While income-producing row crops are a great investment in themselves, the land backing the investment is just as valuable. Farmland is a high-valued asset, and can vary in value depending upon land use. Cropland has historically maintained a substantial land value premium over pastureland due to the higher per-acre returns associated with crop production.

Average Farmland Value and Cash Rent by Farm Production Region, 2018

Average U.S. Farm Real Estate Value (inflation adjusted), 1968-2018

Screenshots source: USDA

Long-Term Returns

Investors can expect to make less money from row crops (generally single digit returns) than they can from specialty crops. But, because these returns can be hedged with commodity futures and crop insurance, row crops represent a very safe form of steady yields, plus long-term land appreciation.

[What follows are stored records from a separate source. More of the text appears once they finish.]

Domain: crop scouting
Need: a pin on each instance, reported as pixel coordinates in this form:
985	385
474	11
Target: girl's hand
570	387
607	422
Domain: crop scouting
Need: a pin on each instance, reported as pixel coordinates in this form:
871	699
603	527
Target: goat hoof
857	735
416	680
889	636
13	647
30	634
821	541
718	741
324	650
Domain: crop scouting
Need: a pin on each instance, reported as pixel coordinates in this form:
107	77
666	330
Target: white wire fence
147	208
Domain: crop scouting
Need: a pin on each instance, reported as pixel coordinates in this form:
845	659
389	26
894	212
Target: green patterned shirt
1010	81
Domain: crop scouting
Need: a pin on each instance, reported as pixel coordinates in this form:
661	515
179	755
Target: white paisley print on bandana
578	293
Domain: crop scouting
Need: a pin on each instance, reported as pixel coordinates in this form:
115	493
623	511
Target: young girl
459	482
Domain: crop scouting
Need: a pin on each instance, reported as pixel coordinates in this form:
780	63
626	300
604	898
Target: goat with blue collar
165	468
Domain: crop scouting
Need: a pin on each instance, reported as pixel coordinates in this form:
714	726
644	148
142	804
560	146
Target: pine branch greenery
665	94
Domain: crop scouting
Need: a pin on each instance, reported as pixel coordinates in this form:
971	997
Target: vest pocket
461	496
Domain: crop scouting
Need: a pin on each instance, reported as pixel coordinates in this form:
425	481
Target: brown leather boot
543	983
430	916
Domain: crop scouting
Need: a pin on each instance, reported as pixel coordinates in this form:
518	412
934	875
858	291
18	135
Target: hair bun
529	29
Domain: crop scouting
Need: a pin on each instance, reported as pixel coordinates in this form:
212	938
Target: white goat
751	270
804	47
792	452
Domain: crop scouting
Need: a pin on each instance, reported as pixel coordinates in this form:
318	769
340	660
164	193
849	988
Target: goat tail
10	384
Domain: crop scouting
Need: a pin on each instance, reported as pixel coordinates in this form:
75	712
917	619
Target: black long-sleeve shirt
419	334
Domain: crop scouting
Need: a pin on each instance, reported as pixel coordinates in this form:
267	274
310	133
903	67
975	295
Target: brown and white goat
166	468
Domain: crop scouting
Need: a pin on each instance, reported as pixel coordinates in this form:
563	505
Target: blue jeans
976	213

Like with any agricultural investment, population growth is a primary driver for the investment. The changes in the standard of living worldwide have also led to increases in the price of these commodities. Row crops can include all sorts of grains, such as wheat, barley, and oats, as well as corn and soybeans. The vast majority of diets worldwide include some sort of grain or other row crop, but not all countries have the ability or capacity to meet the production needs of their population and therefore must import what they cannot produce. The increased need for grains does not necessarily mean people are consuming more grains, though that is part of the explanation. As consumption of beef, chicken, and other meat increases, the need for grain to feed livestock also increases, and the demand for these row crops rises.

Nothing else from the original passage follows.